IF 3.5 3区 心理学 Q1 MATHEMATICS, INTERDISCIPLINARY APPLICATIONS Pub Date : 2026-01-14 DOI: 10.1080/00273171.2026.2613311
Ethan M McCormick

There has been a growing interest in using earlier change to predict downstream distal outcomes in development; however, prior work has mostly focused on estimating the unique effect of the different growth parameters (e.g., intercept and slope) rather than focusing on the trajectory as a whole. Here I lay out a distal outcome latent curve model with latent interactions which attempts to model the joint effect of growth parameters on these later outcomes. I show again that these models require us to contend with unintuitive time coding effects which can impact the direction and significance of effects and that plotting and probing are necessary for disambiguating these joint effects.
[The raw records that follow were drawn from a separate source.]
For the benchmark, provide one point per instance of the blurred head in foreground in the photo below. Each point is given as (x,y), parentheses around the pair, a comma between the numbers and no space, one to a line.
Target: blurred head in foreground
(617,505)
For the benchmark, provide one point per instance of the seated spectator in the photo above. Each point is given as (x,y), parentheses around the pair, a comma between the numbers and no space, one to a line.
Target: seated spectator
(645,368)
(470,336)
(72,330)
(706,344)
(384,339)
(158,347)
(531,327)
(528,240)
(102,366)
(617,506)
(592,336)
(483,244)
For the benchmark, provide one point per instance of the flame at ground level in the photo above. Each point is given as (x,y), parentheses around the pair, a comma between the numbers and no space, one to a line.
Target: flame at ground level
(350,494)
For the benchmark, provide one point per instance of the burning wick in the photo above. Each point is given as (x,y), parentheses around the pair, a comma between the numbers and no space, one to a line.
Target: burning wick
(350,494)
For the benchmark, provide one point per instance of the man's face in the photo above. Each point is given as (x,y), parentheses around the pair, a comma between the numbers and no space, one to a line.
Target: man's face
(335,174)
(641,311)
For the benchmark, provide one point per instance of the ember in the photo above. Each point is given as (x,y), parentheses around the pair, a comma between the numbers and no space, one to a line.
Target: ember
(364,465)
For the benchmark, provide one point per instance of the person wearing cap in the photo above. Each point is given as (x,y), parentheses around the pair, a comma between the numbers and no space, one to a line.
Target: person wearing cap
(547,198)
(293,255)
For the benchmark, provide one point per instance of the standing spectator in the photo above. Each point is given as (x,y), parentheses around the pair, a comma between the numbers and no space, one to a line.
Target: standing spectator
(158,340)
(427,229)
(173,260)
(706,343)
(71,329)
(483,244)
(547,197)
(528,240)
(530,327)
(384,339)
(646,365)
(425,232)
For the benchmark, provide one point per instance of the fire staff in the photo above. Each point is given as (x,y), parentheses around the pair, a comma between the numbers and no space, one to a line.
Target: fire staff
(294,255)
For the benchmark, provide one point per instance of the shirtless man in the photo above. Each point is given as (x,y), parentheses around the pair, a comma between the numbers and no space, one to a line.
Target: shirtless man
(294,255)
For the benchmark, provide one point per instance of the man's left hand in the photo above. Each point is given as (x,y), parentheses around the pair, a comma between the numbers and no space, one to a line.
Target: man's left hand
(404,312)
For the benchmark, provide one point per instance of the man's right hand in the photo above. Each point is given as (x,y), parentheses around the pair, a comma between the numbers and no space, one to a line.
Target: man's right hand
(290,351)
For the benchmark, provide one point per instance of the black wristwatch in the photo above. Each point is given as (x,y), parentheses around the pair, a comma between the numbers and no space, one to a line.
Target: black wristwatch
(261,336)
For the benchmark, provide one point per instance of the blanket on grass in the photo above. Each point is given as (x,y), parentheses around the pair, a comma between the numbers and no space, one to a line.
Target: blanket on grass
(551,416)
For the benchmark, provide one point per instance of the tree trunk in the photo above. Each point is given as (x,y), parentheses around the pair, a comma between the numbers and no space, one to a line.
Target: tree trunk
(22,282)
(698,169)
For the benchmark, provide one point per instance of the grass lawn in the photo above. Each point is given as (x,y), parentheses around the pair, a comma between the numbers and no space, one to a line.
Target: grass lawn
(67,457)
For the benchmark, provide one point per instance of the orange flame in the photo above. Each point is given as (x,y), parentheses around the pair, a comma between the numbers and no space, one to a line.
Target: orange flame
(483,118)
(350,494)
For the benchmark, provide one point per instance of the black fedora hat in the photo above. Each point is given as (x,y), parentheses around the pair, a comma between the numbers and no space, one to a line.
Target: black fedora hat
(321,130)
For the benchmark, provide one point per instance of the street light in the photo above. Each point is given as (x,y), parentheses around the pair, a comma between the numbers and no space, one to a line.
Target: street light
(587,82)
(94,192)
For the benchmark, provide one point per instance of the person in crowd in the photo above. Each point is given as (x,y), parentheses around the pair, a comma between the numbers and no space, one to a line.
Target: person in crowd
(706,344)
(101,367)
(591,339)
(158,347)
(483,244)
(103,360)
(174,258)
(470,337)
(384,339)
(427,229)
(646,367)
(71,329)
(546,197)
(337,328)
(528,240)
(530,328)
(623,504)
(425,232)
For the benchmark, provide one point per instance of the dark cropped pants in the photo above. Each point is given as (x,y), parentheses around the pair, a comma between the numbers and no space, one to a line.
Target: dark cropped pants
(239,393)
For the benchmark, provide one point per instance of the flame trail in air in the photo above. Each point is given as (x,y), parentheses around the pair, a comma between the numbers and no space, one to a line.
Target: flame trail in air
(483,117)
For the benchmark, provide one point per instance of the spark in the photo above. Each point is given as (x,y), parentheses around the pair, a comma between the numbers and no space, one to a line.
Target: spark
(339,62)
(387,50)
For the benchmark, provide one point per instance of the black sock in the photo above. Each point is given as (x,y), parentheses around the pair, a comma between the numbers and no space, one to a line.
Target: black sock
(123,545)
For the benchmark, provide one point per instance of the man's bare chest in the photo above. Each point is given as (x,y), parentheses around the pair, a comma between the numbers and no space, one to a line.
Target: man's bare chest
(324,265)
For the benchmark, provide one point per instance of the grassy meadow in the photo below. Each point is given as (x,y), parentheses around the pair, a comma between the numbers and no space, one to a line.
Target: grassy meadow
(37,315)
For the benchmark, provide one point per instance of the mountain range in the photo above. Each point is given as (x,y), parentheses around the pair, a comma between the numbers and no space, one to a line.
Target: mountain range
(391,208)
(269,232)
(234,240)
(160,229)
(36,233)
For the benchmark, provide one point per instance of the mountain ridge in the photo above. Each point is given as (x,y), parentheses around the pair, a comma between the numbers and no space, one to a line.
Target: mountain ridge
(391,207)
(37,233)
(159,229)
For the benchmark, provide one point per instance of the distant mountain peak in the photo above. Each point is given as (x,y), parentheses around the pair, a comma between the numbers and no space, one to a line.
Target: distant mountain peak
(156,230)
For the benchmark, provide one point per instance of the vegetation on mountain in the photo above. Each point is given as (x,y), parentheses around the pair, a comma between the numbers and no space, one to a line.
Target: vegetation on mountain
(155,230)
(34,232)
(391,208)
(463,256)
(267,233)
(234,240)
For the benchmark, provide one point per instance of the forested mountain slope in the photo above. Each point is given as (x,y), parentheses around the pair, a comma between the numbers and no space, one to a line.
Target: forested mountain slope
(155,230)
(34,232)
These graphical approaches emphasize practical steps for applied researchers in understanding these effects. I then outline how future research can help clarify optimal approaches for using the trajectory as a whole rather than the unique effects of its individual sub-components.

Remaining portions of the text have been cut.